5.6. Nadat om 02.00 uur pup nr. 10 was geboren, is beklaagde omstreeks 03.45 uur bij klager en de hond op huisbezoek geweest. Beklaagde heeft blijkens de patiëntenkaart tijdens het huisbezoek geconstateerd dat de hond 41,5 ° C koorts en groene uitvloeiing had. Er is vervolgens een behandeling ingesteld met Oxytocine, een NSAID in de vorm van Tolfedine en antibiotica. Duidelijk is geworden dat door beklaagde op dat moment ook een voorstel is gedaan tot het uitvoeren van een hysterectomie. Het college kan beklaagde daarin niet goed volgen, nu een groene uitvloeiing bij de bevalling van een hond niet ongebruikelijk is en nog geen indicatie vormt voor de voorgestelde ingrijpende operatie. Verder wijst het college er op dat beklaagde op het moment dat hij het voorstel tot een hysterectomie deed, nog altijd niet met zekerheid wist of de buik van de hond leeg was, in welk verband ook in die zin geldt dat het (op enig moment) maken van een nieuwe röntgenfoto in de rede had gelegen.

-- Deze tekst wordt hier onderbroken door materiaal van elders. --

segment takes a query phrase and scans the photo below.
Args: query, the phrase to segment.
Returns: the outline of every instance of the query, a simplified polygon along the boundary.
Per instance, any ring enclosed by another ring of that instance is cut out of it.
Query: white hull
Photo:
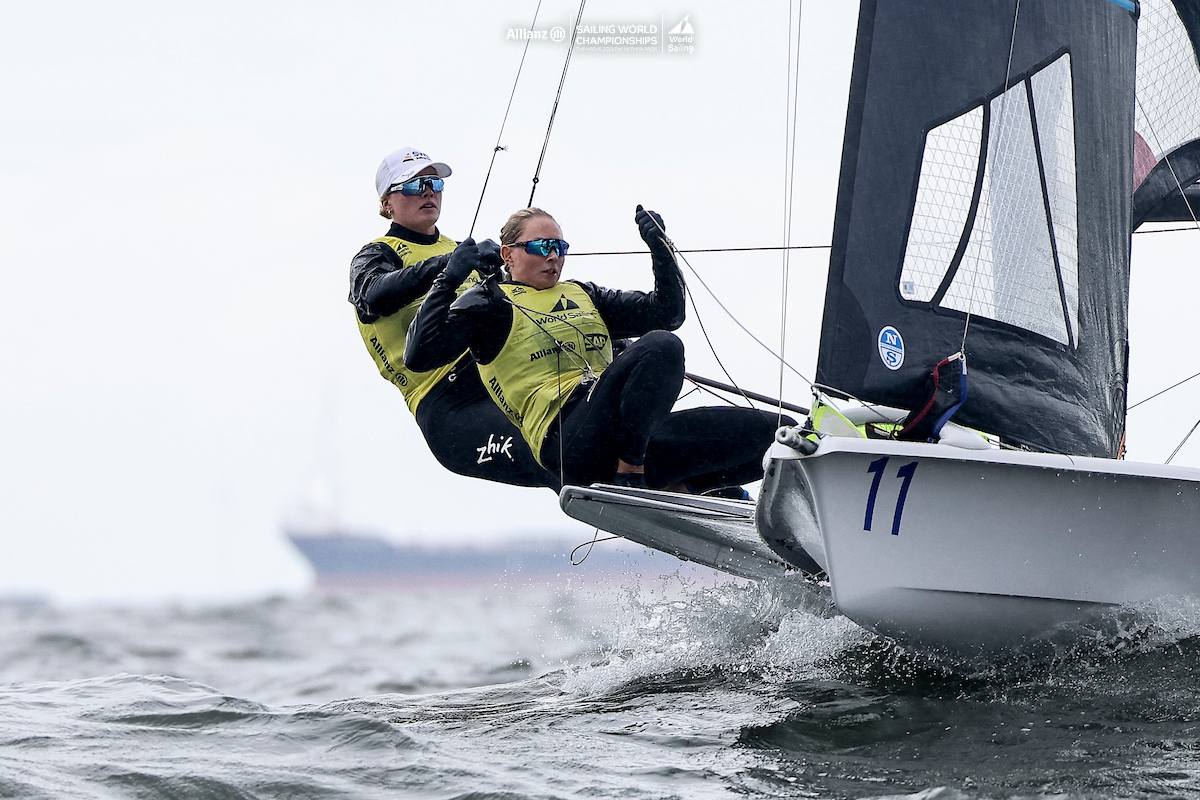
[[[764,541],[805,551],[844,614],[906,643],[1012,649],[1200,595],[1200,470],[838,437],[766,465]]]

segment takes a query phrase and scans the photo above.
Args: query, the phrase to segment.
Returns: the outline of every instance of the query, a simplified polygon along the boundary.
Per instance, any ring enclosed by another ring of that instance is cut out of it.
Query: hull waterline
[[[1200,594],[1200,470],[830,437],[773,447],[756,519],[850,619],[917,645],[1020,649]]]

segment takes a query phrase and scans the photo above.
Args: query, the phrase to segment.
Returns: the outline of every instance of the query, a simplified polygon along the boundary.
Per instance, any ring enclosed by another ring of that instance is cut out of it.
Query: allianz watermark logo
[[[547,42],[562,42],[566,38],[566,29],[562,25],[556,25],[547,30],[533,30],[530,28],[510,28],[505,38],[516,38],[520,41],[526,40],[545,40]]]
[[[589,22],[574,26],[570,44],[577,52],[592,53],[668,53],[690,55],[696,52],[696,31],[691,24],[691,14],[678,22],[664,34],[665,19],[637,19],[614,23]],[[553,44],[568,41],[568,28],[554,25],[550,28],[509,28],[505,38],[517,42],[550,42]]]

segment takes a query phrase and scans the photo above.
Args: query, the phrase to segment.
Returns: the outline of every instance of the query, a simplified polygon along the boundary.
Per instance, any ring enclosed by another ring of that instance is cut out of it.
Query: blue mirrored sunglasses
[[[445,186],[445,181],[436,175],[421,175],[420,178],[414,178],[410,181],[404,181],[397,186],[392,186],[392,192],[400,192],[401,194],[422,194],[425,187],[432,188],[434,192],[440,192],[442,187]],[[391,192],[389,192],[390,194]]]
[[[530,255],[550,255],[557,252],[560,257],[566,255],[568,245],[562,239],[530,239],[529,241],[512,242],[514,247],[524,247]]]

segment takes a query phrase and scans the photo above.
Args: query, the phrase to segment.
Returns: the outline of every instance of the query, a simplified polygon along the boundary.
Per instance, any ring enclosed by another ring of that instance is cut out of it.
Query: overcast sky
[[[792,242],[833,221],[857,4],[805,4]],[[454,168],[440,229],[466,237],[524,52],[530,2],[11,4],[0,25],[0,595],[62,600],[299,591],[282,536],[305,504],[396,541],[590,531],[546,489],[430,456],[346,302],[386,223],[376,167],[418,146]],[[536,29],[577,6],[544,0]],[[784,242],[788,5],[593,0],[584,24],[684,17],[691,53],[576,52],[535,204],[574,252],[638,249],[634,207],[684,249]],[[476,237],[529,199],[565,43],[534,41]],[[1135,237],[1130,397],[1196,371],[1200,231]],[[826,251],[791,260],[786,357],[811,375]],[[691,265],[778,347],[782,259]],[[568,277],[650,285],[648,257],[574,257]],[[743,385],[772,357],[690,273]],[[689,369],[720,378],[696,314]],[[1195,381],[1200,384],[1200,379]],[[803,381],[785,393],[808,403]],[[1200,386],[1135,410],[1132,458],[1163,461]],[[1200,444],[1175,463],[1200,467]],[[322,492],[314,486],[326,487]]]

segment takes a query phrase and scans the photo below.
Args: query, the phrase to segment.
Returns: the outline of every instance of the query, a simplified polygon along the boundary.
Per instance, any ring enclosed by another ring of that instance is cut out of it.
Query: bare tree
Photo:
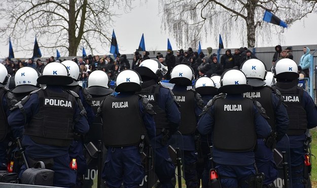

5.7. Op grond van het vorenstaande is de klacht gegrond. Het college rekent beklaagde zijn nalatige houding ernstig aan en acht oplegging van na te melden maatregelen geboden, waarbij mee is gewogen dat aan beklaagde meermaals eerder (zaaknr. 2013/17, 29 januari 2015, ECLI:NL:TDIVTC:2015:2;  zaaknummer 2017/92, 31 januari 2019, ECLI:NL:TDIVTC:2019:2; en zaaknr. 2019/42, 31 maart 2020, ECLI:NL:TDIVTC:2020:23) door het college een tuchtmaatregel is opgelegd.

6. DE BESLISSING

Het college:

verklaart de klacht gegrond;

legt beklaagde een onvoorwaardelijke geldboete op van € 500, overeenkomstig het bepaalde in artikel 8.31, eerste lid, onderdeel c, van de Wet dieren;

schorst beklaagde voorwaardelijk in de bevoegdheid om de diergeneeskunde uit te oefenen voor een periode van drie maanden, met een proeftijd van drie jaar, overeenkomstig het bepaalde in artikel 8.31, eerste lid, aanhef en onder e, in combinatie met het vijfde en het zesde lid van de Wet dieren, welke proeftijd ingaat vanaf de dag waarop deze uitspraak onherroepelijk is geworden.

Aldus vastgesteld te ’s Gravenhage door mr. A.J. Kromhout, voorzitter, en door de leden drs M. Lockhorst, drs. J. Hilvering, drs. J.A.M. van Gils en drs. B.J.A. Langhorst-Mak , in tegenwoordigheid van mr. J.B.M. Keijzers, secretaris en uitgesproken op 16 december 2020.